Gravitational waveforms from a point particle orbiting a Schwarzschild black hole
Karl Martel
TL;DR
The paper develops a time-domain perturbative framework to compute gravitational waves from a point particle of mass $\mu$ orbiting a Schwarzschild black hole of mass $M$ by solving the inhomogeneous Zerilli-Moncrief and Regge-Wheeler equations with a delta-function source. It emits waveforms and energy/angular momentum fluxes to infinity and through the horizon for circular, eccentric, and parabolic orbits, and demonstrates that horizon absorption is typically a small correction (usually $<1\%$, rising for small periastra). The authors validate the time-domain results against frequency-domain calculations for circular orbits with sub-percent agreement and show the method efficiently handles highly eccentric motion where frequency-domain sums would be costly.

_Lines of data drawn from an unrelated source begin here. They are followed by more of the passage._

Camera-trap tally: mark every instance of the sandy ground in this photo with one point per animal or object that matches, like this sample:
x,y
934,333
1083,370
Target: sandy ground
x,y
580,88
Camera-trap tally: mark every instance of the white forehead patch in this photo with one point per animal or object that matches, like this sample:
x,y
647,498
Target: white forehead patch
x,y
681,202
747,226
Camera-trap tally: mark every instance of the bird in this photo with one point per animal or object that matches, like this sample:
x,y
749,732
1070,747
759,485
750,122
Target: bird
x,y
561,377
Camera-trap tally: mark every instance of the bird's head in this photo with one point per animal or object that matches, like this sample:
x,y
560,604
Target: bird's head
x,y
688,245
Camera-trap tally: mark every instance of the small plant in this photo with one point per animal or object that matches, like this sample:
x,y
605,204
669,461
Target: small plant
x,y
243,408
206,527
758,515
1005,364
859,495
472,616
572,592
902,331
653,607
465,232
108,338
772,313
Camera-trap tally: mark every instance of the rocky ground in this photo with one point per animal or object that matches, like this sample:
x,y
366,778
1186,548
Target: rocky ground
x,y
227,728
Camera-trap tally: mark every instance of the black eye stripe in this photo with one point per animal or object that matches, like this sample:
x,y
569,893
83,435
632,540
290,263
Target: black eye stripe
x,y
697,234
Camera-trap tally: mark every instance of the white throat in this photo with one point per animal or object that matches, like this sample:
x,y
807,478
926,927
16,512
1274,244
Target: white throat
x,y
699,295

The work provides a robust, generalizable approach for modeling gravitational radiation in extreme-mass-ratio encounters, with clear implications for capture-rate estimates and potential extension to rotating black holes.
Abstract
We numerically solve the inhomogeneous Zerilli-Moncrief and Regge-Wheeler equations in the time domain. We obtain the gravitational waveforms produced by a point-particle of mass $μ$ traveling around a Schwarzschild black hole of mass M on arbitrary bound and unbound orbits. Fluxes of energy and angular momentum at infinity and the event horizon are also calculated. Results for circular orbits, selected cases of eccentric orbits, and parabolic orbits are presented. The numerical results from the time-domain code indicate that, for all three types of orbital motion, black hole absorption contributes less than 1% of the total flux, so long as the orbital radius r_p(t) satisfies r_p(t)> 5M at all times.